Николя встал и почтительно склонился перед низеньким старцем, одетым в белый атласный костюм, с лицом, в избытке покрытым пудрой и гримом; старец насмешливо взирал на него.
— Сударь, я вас приветствую, — произнес Николя. — Пока я блуждал среди звезд на потолке, мимо меня проходила сама слава. Вы правы, что посмеялись надо мной, сударь, мне нет прощения, господин маршал, и если вам угодно поколотить меня вашим маршальским жезлом, я смиренно приму эту кару, ибо заслужил ее.
— О! Маршальский жезл я предпочитаю хранить дома, у себя во дворце, дабы он не обременял меня, — с улыбкой ответил Ришелье. — Ваше благородство ни с чем не сравнимо: породистого пса не надо учить.

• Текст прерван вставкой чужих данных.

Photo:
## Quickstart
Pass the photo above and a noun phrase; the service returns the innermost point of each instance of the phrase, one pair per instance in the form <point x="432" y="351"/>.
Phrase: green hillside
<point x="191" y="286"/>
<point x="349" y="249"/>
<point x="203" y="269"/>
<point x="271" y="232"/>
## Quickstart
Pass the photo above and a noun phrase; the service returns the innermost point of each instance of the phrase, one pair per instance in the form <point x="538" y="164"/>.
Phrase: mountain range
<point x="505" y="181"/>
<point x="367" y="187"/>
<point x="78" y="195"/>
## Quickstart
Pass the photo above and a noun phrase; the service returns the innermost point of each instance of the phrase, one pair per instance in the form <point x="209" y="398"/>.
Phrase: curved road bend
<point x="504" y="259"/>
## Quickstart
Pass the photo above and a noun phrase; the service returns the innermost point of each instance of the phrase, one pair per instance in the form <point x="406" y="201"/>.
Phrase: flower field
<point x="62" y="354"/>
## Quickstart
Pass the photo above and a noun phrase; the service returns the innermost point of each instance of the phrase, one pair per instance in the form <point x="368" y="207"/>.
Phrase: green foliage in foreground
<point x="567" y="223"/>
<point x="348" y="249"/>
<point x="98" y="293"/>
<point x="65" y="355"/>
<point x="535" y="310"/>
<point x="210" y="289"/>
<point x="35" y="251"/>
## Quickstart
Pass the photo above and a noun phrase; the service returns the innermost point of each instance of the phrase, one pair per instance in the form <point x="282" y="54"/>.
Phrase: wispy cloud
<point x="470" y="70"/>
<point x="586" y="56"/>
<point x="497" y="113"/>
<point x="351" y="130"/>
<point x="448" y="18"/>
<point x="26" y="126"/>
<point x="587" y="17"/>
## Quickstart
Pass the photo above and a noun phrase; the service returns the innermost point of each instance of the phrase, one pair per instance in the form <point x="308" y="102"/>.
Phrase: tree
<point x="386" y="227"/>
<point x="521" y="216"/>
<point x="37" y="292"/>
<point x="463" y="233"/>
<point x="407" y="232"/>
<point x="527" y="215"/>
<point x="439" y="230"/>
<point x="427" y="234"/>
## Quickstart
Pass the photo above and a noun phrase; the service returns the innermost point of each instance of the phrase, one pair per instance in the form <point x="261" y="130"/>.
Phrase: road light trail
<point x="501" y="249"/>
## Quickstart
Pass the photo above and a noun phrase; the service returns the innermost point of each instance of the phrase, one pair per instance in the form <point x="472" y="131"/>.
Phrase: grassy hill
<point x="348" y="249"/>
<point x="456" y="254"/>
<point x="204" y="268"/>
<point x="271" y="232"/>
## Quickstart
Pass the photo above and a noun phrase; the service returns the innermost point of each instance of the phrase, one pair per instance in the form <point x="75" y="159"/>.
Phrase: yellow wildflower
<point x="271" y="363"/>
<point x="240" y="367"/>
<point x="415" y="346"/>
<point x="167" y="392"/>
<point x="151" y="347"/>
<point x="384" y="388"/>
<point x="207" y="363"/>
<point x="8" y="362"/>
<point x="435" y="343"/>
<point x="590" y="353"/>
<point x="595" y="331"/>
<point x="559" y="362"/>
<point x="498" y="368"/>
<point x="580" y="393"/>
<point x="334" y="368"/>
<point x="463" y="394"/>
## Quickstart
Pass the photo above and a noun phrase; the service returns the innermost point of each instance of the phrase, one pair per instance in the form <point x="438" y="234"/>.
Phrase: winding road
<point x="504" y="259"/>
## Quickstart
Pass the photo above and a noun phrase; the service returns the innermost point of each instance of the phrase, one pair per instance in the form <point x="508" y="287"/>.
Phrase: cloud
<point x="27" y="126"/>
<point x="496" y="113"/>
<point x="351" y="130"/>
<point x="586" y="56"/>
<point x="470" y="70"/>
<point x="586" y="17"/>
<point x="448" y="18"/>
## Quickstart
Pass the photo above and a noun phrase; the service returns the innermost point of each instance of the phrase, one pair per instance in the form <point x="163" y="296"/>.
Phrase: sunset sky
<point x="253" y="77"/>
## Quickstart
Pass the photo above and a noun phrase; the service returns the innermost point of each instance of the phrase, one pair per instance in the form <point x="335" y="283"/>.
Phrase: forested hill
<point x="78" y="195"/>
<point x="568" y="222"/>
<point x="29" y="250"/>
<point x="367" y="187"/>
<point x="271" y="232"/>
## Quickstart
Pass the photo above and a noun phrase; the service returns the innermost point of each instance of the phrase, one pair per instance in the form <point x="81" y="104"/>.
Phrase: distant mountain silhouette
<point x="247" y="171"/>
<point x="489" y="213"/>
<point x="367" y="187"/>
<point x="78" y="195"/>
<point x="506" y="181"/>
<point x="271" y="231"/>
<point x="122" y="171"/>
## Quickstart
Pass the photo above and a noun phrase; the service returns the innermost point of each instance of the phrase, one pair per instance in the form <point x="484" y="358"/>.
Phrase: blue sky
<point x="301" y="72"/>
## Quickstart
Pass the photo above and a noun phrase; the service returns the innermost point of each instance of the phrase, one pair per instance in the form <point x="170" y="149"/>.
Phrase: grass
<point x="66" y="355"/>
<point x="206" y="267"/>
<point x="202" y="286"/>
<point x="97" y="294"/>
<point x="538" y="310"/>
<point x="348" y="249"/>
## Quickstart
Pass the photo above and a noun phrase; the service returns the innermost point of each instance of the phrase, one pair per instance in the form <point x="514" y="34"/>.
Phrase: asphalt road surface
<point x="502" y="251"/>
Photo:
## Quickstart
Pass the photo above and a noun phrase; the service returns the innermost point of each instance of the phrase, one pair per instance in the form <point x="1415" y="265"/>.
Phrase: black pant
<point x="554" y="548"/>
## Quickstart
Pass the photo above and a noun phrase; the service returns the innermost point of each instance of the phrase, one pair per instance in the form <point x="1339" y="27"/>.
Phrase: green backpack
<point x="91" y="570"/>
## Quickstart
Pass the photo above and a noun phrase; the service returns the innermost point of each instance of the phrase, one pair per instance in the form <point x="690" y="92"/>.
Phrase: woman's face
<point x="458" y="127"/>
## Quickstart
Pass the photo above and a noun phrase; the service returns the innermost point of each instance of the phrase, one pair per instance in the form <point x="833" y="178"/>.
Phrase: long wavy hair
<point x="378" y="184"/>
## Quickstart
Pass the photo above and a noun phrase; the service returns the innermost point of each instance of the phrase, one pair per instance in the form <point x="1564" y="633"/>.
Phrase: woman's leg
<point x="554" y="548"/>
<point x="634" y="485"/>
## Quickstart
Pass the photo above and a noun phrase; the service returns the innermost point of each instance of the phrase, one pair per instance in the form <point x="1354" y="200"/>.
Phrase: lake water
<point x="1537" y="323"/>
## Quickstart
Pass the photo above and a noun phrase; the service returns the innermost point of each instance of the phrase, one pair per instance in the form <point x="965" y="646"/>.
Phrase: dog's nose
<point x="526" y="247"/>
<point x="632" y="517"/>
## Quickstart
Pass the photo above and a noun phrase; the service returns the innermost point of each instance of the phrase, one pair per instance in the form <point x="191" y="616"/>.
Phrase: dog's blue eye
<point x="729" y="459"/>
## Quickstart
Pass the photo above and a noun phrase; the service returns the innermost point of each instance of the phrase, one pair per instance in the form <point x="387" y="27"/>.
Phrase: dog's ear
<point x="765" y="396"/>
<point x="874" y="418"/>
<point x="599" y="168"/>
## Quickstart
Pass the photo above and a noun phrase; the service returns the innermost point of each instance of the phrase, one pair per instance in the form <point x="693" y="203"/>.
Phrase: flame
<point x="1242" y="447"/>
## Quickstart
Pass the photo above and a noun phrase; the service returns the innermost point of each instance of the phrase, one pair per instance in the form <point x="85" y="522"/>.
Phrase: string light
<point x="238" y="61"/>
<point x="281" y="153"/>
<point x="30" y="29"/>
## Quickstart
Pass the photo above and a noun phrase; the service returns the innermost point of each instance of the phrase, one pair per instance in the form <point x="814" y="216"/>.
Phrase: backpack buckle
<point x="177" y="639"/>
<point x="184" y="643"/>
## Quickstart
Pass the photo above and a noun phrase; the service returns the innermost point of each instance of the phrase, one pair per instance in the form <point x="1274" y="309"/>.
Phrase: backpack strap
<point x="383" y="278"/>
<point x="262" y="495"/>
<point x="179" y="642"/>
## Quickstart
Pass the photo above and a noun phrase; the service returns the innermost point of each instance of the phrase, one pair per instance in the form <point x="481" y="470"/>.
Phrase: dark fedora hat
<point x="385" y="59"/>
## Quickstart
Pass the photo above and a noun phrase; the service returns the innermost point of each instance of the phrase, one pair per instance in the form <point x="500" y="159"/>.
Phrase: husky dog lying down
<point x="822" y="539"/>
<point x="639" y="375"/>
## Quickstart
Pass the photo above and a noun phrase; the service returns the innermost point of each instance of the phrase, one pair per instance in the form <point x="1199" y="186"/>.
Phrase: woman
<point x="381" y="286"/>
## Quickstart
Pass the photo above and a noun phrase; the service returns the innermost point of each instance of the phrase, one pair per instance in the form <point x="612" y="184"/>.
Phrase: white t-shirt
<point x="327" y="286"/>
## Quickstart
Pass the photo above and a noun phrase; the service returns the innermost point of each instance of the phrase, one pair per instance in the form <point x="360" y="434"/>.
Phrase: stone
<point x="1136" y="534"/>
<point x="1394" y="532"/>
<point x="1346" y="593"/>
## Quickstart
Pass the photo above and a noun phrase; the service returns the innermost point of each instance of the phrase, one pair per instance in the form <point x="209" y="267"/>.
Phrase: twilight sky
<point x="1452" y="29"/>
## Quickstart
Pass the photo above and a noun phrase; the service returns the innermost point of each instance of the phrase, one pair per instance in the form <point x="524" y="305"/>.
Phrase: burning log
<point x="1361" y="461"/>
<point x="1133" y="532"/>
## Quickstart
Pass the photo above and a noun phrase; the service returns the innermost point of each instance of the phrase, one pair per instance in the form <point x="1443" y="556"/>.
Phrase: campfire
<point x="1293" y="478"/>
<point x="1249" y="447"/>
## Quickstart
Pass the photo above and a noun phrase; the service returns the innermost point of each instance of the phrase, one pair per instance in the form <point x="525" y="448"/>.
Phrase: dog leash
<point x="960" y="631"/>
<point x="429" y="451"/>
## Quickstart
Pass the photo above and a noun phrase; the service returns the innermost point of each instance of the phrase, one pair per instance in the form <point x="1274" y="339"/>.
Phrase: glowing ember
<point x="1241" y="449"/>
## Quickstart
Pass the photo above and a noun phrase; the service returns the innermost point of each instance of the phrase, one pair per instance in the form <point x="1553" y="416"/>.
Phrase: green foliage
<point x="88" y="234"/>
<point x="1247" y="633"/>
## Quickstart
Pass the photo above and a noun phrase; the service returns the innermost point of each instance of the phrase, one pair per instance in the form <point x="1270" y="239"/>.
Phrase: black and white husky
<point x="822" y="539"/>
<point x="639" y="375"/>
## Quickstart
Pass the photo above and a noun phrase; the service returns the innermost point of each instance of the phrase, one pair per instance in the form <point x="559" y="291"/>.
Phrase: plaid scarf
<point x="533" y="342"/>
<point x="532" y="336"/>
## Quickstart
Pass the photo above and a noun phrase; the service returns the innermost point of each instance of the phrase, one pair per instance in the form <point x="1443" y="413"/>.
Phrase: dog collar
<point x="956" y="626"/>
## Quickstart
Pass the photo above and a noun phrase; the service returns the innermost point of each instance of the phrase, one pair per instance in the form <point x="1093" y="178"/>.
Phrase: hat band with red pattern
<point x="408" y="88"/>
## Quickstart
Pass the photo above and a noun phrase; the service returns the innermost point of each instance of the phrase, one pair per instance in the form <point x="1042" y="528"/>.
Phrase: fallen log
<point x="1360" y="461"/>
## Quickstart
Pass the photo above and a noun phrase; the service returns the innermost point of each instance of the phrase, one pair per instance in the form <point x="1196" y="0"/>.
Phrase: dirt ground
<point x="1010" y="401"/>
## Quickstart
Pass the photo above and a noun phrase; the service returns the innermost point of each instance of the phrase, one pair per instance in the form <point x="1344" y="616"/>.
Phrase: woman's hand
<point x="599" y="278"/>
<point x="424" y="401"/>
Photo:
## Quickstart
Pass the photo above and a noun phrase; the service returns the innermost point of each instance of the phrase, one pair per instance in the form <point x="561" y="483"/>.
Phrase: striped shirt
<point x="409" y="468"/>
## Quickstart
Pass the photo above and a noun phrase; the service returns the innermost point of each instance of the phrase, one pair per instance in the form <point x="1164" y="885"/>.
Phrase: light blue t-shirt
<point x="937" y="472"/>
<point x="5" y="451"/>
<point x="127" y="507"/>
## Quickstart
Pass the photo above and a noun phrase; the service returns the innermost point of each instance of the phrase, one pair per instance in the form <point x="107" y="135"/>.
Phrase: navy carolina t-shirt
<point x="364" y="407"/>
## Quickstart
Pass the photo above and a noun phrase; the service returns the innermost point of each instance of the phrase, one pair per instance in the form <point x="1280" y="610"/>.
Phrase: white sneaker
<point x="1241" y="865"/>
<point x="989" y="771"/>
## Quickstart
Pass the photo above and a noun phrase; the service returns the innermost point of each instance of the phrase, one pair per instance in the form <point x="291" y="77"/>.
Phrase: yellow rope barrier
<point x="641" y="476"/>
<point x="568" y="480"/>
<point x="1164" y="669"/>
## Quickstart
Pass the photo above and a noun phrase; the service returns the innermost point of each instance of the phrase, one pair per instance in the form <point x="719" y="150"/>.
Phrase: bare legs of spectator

Ваш отец-маркиз ценил удачные ответы… Скажите, это маркиз или комиссар ждет сейчас на скамеечке возле двери зала совета?
Ришелье тяжко вздохнул. В этом вздохе прозвучала горечь и отчаяние придворного, так никогда и не сумевшего стать членом королевских советов.
— Честно говоря, сударь, я и сам не знаю. Его Величество принимает господина де Сартина, и, как вы верно подметили, я его жду.
— Однако сейчас не время для его еженедельной аудиенции. Чрезвычайное происшествие или скабрезненький скандальчик, способный развеять меланхолию нашего короля? Впрочем, какая разница, в любом случае, сударь, я вам желаю успешного ожидания. А я пойду строить глазки божественной графине.